Book Review - Darkblade: Assassin (Darkblade, Book #1) By Andy Peloquin


"A fiery beginning to what could be one of the best fantasy series of all time."






"Peloquin has channeled the energy of the greats [Martin, Rothfuss, and Abercrombie] into an epic narrative that is as enthralling and thrilling as it is heartbreaking."





"The Hunter is Peloquin's John Wick, and Voramis is his King's Landing."


BLURB: All in Voramis know the legend of the Hunter. Relentless. Immortal. Death walking. The greatest assassin who ever lived.


Pay the master killer his due and the Hunter will execute any target, carry out any contract, no matter how impossible.


But when the Bloody Hand crime syndicate harms the innocents under his protection, they foolishly make an enemy of the one man they can’t afford to anger. The price of the Hunter’s vengeance is high—paid in blood and eternal damnation. Not even an army of crooks, cutthroats, and demonic creatures of nightmare can stand in his way.


He’s far more than just one man…he’s the Keeper-damned Hunter of Voramis.



REVIEW: 5 / 5 Stars


Peloquin has achieved the impossible: dragging my rent and bloody heart through 750 pages of pure heartbreak only to leave me grinning like a fool during the final pages. Yes, heartbreak. Darkblade: Assassin is not for the squeamish, and every twist and turn of The Hunter's tale is bound to leave shredded pages or bent plastic (for you Kindle readers) beneath your white knuckles. Let's dive into this dark fantasy masterpiece.


The Hunter is one of the three pillars of power in the festering sore that is Voramis. King Gavian might rule in broad daylight, but a vicious criminal syndicate, the Bloody Hand, owns everything else. The flesh trade, the brothels, the black market. If it's worth even an offal-caked bronze drake, they have a finger in it.


A tenuous peace exists between the Hunter and the Bloody Hand. He ignores their wanton degeneracy and corruption, and in return they give him free reign to carry out assassinations—ones he is forced to execute to sate the ravenous bloodlust of a magical dagger inexplicably bound to him. It is not a tranquil relationship, but there is peace. For now . . .


What follows is grim, bloody slaughter. Peloquin is a master of sensory storytelling, rooting you in the Hunter's unstable mind as he battles through reeking back alleys, incense clogged parlors, musty catacombs, raucous taverns, and elegant soirees.

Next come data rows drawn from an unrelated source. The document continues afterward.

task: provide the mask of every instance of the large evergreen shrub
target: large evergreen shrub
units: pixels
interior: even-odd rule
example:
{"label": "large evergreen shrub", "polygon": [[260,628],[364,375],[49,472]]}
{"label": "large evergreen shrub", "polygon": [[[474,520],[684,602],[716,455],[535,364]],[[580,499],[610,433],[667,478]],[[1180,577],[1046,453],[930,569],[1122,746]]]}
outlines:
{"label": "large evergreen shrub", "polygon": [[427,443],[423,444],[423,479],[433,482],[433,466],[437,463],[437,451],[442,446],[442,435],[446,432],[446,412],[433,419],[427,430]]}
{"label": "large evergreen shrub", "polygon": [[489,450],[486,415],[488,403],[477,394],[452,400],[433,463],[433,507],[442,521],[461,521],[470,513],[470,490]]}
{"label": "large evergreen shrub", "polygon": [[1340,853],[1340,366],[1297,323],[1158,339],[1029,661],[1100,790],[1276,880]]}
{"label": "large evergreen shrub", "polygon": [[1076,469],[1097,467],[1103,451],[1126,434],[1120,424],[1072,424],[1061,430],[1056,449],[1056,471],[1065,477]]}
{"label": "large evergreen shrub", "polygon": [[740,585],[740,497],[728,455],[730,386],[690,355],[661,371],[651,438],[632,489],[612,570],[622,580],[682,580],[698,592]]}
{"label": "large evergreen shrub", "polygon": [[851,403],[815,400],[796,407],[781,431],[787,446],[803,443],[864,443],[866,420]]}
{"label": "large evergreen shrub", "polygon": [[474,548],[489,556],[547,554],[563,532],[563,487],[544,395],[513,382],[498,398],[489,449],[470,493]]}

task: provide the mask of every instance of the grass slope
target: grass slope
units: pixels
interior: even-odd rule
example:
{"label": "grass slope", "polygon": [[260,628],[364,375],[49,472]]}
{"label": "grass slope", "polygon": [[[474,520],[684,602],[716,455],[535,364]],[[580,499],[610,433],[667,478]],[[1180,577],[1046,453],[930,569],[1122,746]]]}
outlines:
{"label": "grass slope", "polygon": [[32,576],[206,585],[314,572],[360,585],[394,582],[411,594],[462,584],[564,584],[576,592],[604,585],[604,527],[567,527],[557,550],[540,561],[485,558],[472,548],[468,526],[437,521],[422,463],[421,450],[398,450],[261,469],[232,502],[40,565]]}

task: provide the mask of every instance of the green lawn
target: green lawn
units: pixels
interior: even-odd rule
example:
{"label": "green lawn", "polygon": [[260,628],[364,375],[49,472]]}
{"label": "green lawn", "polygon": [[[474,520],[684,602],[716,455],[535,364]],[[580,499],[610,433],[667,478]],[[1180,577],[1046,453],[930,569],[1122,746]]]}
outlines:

I cringed at every blow the Hunter struck and received. Tasted the coppery blood in his mouth and curled my noise up at the stench of death he was so Keeper-damned efficient at doling out. Every thrust, stab, slash, hack, chop, and any other method of dealing immense bodily harm was accounted for, and I reveled in the amount of detail I was being given.


But for all Peloquin's emphasis on action, does his world-building and characterization suffer? Hardly. If anything, these are the true strengths of Darkblade: Assassin. In the middle of all the death, despair, and suffering, my favorite segment was three subsequent chapters that consisted of nothing but the Hunter and a side character talking about lore while climbing a seemingly infinite staircase. Peloquin's mythology is riveting. The talk of gods, demons, ancient civilizations, lost continents, frozen seas, forgotten wars, and alchemy could be ripped from the twitching muscles of this book and would still be fascinating on their own. Bravo, well done!


And characterization? The Hunter is, quite frankly, a mess. But for all his brutality and bloodlust, he is a compelling, likeable mess. He must kill, but he chooses who, why, and when. Even in the midst of his long-term amnesia and despondence at the unending cycle of death and mayhem he must engage in, the Hunter has a code he follows. And, perhaps, even people he cares about. I fell in love with the brooding bloke, and my heart ached when the vicious Peloquin inflicted the unthinkable upon him.


"In these quiet moments, the Hunter became the prey, and he could never escape the lifeless eyes and accusing faces."


This low point in the novel might receive criticism from other reviewers, but not from me. Depression is not something that evaporates with one minor success or simple kindness. Guilt and shame are not overridden by direction or purpose—at least not entirely. They are ever present, like ghosts lurking just out of sight, waiting to drag us back down into the darkness at the slightest weakness or crack in our armor. The Hunter encapsulates this perfectly, and I applaud Peloquin for not shying away from these hard truths.


I could gush for hours about this book, but the highest praise I can give it is this: read Darkblade: Assassin for yourself. It will hurt you. Yet, at the same time, it will also give you hope. Hope that we can rise above our heritage, our circumstances, and our past. Hope that we can be the light in the darkness; the good that doesn't yield to evil. And we don't have to be pure ourselves to take up that fight. We have all sinned, we have all fallen, but as long as we rise to our feet once more, we will never truly be beaten.


Just like the bloody Keeper-damned Hunter of Voramis.